Toronto-Dominion Bank has opened its electronic marketplace to its corporate customers.

The bank says TD Marketsite, which it has used for its own procurement since March, is Canada's first business-to-business e-commerce site. Eighteen of the bank's corporate customers, including Dell Computer Corp., IBM Canada Ltd., EDS Innovations, and Kruger Inc., began using the site last Monday.

The site, which connects buyers and sellers of corporate supplies, was built using software from Commerce One of Walnut Creek, Calif.

It supports various purchasing models, including auctions and communities of single or multiple industries in which transactions can be negotiated and executed.

"Doing this sort of thing is a natural extension of what we do.
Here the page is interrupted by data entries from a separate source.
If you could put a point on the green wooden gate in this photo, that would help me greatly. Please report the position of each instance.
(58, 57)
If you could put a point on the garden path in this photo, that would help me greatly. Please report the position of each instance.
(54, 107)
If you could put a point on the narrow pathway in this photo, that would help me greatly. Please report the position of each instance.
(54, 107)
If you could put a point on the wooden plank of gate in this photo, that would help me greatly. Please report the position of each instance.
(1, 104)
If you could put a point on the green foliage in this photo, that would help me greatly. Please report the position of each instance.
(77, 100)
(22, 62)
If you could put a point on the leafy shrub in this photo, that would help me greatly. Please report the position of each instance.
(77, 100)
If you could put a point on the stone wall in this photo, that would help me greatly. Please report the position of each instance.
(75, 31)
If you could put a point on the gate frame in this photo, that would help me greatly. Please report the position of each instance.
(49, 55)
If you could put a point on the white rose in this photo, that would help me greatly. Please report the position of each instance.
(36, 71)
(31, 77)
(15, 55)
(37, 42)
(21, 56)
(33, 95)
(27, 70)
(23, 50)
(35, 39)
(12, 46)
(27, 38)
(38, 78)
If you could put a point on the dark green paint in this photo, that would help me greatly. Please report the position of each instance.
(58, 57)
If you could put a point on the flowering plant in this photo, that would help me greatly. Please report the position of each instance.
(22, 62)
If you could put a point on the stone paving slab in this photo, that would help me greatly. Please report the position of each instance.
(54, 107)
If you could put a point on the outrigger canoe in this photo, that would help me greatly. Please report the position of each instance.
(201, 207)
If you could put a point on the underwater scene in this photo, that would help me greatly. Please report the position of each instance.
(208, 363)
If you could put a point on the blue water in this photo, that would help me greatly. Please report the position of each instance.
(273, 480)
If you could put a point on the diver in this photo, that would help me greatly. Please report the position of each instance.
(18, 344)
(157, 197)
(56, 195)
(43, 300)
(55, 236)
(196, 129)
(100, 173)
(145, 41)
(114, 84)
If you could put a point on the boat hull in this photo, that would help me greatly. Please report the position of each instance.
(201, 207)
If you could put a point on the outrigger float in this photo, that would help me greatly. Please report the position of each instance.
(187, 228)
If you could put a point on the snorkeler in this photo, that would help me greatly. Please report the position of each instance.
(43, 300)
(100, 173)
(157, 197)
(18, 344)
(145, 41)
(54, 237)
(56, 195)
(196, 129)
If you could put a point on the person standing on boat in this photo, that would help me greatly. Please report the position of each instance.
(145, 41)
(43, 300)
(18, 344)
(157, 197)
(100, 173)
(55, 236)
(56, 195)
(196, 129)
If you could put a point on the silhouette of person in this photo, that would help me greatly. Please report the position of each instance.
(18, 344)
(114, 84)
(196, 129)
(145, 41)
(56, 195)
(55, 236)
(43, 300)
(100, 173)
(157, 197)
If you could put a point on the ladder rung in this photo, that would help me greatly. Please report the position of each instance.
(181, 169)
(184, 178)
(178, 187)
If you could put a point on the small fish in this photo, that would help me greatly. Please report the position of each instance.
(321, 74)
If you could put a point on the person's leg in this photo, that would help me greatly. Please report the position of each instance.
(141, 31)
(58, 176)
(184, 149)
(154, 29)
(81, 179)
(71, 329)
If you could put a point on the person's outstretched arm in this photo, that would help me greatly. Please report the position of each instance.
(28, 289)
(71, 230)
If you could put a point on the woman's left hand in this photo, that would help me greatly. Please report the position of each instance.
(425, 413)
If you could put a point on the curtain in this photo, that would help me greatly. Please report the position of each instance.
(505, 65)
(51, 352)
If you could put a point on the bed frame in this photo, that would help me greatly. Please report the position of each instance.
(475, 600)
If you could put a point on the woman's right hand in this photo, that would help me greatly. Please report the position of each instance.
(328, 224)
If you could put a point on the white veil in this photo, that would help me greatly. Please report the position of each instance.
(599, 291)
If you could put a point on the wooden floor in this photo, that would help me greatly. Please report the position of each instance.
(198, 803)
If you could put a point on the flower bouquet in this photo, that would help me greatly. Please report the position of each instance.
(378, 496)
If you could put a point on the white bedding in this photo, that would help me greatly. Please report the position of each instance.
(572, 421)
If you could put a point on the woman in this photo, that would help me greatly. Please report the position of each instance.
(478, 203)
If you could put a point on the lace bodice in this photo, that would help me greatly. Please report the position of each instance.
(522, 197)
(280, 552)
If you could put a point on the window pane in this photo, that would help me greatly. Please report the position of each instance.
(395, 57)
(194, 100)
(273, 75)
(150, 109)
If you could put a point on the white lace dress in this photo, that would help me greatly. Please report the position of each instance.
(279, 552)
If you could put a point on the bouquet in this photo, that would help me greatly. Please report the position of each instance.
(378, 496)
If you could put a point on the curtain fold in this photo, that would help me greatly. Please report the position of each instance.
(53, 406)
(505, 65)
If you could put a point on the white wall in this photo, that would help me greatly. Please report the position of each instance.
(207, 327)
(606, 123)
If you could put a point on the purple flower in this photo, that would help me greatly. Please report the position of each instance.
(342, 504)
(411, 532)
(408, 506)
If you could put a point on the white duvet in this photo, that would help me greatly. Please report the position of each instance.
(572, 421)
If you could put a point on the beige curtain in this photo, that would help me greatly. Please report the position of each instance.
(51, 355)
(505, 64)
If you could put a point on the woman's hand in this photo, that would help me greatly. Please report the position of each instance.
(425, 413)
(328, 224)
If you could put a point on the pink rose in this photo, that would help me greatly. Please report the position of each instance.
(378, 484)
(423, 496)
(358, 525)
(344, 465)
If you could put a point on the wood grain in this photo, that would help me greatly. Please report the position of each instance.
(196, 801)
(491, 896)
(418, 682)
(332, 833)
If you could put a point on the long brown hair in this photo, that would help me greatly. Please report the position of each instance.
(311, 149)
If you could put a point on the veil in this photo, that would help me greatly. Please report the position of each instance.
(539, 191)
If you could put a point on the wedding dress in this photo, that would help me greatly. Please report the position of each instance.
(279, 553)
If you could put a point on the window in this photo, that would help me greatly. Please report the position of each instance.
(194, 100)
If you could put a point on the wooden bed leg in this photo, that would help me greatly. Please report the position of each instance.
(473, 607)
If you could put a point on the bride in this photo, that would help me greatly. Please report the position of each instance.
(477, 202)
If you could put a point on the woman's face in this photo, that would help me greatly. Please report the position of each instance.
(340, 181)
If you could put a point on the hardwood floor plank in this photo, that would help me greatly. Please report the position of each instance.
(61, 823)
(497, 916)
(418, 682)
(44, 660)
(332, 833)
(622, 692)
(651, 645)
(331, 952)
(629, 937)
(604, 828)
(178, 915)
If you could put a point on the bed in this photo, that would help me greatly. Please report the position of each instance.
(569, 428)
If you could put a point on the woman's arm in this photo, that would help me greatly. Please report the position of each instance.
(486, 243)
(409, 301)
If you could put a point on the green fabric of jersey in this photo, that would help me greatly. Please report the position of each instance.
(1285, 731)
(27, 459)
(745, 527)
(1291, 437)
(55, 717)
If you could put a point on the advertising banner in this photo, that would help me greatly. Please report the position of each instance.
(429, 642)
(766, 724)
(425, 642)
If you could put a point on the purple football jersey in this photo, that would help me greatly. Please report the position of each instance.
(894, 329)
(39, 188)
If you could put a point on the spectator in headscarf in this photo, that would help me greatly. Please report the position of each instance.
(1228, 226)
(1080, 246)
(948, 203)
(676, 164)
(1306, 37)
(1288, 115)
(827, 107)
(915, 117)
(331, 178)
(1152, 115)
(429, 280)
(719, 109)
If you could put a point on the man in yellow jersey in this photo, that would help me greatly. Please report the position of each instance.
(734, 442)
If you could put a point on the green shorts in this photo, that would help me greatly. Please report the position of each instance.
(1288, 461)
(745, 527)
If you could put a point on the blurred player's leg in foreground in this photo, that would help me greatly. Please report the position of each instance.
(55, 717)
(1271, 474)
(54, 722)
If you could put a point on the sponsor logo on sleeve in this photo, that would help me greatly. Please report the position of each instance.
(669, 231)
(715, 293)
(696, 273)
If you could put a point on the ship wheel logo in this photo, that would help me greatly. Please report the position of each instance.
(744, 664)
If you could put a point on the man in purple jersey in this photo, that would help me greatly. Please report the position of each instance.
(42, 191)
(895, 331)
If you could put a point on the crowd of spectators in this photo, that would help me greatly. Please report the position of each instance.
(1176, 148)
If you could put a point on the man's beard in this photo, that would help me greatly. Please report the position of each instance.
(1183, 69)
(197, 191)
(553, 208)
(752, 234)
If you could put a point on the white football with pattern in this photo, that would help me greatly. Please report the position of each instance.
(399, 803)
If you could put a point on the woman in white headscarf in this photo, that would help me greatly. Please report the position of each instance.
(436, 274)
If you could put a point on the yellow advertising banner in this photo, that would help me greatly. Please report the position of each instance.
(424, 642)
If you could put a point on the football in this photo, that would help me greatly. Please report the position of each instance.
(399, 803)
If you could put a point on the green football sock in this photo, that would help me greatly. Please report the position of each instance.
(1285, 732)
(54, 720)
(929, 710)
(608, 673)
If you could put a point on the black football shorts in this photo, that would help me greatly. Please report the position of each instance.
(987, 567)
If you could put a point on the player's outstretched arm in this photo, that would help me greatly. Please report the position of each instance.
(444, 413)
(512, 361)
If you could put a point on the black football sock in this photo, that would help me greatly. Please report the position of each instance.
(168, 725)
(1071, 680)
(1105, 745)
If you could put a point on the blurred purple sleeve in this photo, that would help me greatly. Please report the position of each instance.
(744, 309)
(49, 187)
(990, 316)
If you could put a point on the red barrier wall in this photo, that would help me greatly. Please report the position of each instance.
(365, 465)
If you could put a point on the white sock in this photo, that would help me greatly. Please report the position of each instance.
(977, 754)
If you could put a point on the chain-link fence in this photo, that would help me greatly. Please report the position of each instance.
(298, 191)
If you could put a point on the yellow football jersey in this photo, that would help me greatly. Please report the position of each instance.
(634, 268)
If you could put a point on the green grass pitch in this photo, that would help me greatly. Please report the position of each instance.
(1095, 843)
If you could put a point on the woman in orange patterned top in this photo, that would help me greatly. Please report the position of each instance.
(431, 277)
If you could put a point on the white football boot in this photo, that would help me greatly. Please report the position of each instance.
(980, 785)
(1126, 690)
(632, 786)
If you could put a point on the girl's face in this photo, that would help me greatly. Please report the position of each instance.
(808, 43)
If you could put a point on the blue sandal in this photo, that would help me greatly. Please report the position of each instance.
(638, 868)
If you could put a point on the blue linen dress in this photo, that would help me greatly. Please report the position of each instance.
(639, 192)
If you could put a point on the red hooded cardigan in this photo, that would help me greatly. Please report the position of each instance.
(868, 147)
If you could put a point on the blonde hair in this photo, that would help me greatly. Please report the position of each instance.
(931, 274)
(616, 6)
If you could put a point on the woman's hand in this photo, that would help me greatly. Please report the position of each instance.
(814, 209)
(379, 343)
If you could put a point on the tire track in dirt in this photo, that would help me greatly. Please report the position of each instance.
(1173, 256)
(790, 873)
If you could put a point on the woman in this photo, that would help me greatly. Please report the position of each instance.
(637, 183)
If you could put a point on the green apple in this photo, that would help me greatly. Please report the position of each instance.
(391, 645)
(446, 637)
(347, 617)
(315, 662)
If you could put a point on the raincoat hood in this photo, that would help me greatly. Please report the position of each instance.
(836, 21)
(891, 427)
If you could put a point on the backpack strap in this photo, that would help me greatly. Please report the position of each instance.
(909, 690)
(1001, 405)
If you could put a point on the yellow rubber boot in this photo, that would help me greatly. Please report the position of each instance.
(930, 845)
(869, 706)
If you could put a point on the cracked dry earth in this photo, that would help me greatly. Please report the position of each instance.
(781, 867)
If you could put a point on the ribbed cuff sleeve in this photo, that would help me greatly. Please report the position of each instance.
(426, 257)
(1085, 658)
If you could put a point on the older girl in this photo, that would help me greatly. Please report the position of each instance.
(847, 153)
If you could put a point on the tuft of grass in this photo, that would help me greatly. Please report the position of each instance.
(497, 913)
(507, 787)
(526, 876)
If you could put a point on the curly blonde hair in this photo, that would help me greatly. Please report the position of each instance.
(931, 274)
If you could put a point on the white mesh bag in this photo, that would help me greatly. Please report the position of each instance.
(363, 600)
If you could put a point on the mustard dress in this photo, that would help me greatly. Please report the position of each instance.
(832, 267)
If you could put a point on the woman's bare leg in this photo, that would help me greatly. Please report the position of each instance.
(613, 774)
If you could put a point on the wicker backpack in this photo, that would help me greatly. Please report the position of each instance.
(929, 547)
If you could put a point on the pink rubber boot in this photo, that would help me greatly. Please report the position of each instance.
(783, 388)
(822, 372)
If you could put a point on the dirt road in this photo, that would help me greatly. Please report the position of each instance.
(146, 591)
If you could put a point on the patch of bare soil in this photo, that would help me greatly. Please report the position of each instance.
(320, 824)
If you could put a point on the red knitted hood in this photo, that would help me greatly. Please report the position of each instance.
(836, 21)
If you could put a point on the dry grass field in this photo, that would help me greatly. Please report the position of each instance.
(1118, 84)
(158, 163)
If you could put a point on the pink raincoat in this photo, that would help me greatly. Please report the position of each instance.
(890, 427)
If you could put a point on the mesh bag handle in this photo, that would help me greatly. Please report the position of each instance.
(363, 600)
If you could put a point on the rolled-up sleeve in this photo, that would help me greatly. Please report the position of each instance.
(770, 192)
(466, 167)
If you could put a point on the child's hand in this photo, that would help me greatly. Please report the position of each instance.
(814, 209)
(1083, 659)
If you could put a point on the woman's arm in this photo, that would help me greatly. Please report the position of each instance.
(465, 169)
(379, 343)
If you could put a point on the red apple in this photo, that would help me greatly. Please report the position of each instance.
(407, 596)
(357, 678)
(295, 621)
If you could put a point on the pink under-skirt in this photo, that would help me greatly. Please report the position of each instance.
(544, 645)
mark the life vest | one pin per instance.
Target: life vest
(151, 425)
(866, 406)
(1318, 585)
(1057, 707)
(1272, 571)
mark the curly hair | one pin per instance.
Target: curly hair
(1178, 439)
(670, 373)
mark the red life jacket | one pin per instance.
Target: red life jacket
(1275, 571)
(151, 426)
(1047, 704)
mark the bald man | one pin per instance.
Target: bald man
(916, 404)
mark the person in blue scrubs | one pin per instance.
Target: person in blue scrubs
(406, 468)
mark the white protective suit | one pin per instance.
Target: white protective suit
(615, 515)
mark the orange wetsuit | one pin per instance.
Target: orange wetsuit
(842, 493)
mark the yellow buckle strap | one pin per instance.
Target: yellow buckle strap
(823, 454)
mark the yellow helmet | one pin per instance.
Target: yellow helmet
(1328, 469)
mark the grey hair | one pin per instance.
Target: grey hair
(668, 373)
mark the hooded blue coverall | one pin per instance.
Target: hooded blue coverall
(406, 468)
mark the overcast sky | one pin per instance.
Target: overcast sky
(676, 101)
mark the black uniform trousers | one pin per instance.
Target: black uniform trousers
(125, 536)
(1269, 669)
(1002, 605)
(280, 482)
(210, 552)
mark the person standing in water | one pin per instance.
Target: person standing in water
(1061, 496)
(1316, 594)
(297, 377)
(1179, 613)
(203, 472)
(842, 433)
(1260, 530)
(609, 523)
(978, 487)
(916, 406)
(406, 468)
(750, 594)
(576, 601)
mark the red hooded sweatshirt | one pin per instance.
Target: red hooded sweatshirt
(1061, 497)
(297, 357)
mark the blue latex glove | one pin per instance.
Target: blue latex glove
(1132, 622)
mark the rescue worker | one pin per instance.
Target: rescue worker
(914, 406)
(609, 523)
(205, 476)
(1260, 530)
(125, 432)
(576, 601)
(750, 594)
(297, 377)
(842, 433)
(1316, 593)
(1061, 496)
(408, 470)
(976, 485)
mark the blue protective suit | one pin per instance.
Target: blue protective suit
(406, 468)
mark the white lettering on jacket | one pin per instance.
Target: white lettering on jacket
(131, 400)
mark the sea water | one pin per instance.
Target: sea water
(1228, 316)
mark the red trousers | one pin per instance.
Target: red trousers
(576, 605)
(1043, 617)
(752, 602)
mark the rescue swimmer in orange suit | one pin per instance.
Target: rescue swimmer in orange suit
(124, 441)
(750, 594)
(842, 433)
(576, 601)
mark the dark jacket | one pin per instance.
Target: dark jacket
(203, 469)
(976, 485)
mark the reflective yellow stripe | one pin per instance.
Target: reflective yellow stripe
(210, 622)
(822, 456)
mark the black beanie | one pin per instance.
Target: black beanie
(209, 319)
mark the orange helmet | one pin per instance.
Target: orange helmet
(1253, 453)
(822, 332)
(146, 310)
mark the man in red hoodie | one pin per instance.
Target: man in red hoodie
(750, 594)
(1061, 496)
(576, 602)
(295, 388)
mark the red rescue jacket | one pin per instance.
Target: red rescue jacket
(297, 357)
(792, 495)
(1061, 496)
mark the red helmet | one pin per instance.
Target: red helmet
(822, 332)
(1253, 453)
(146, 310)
We are a transaction processing business, and we recognize what our customers need," said Stephen J. Hucal, president and chief executive officer of TD Marketsite.

The bank has "seen an opportunity for savings upward of 10%" since it began using the site for its own procurement, Mr. Hucal said.

Toronto-Dominion is not the first to recognize that banks can play a role in easing their customers' transition into electronic purchasing. Bank of America Corp., Wells Fargo & Co., First Union Corp., Wachovia Corp., and Chase Manhattan Corp. are building business-to-business sites. Royal Bank of Canada recently announced a joint venture with Mediagrif Technologies of Toronto to do so.

Toronto-Dominion is marketing the site initially to its corporate clients and will start aggressively targeting Canadian businesses outside its customer base in the next several months.

In addition to online procurement, TD Marketsite plans to add capabilities to help companies manage freight and distribution. "The thing that the Marketsite facilitates is services, and we are working to provide any relevant service," Mr. Hucal said.

He did not estimate when the bank would see a return on its investment. "We have met our goals in terms of economic investment," he said.

The banking industry still is developing payment mechanisms to meet the demands of corporate purchasers on the Internet. Though purchase agreements are being negotiated on the many digital marketplaces that are popping up, payments for the deals still are mostly executed by traditional methods.

TD Marketsite will settle transactions via credit cards. Mr. Hucal said the bank would add debit payments as well, but he did not give a timetable.

Only 20% of banks have incorporated Internet payment capabilities into their business-to-business e-commerce models, a recent Arthur Andersen survey found, though 58% said payments and collections would become the most widely offered bank Internet service.

By 2004 business-to-business e-commerce will generate $218 billion of revenue in Canada, or 11% of the country's trade, Forrester Research reported in March.

Canadian businesses can use TD Marketsite to connect to Commerce One's Marketsite portals worldwide.

"Our solution is nonexclusive and open to any type or size of business, irrespective of technology," Mr. Hucal said.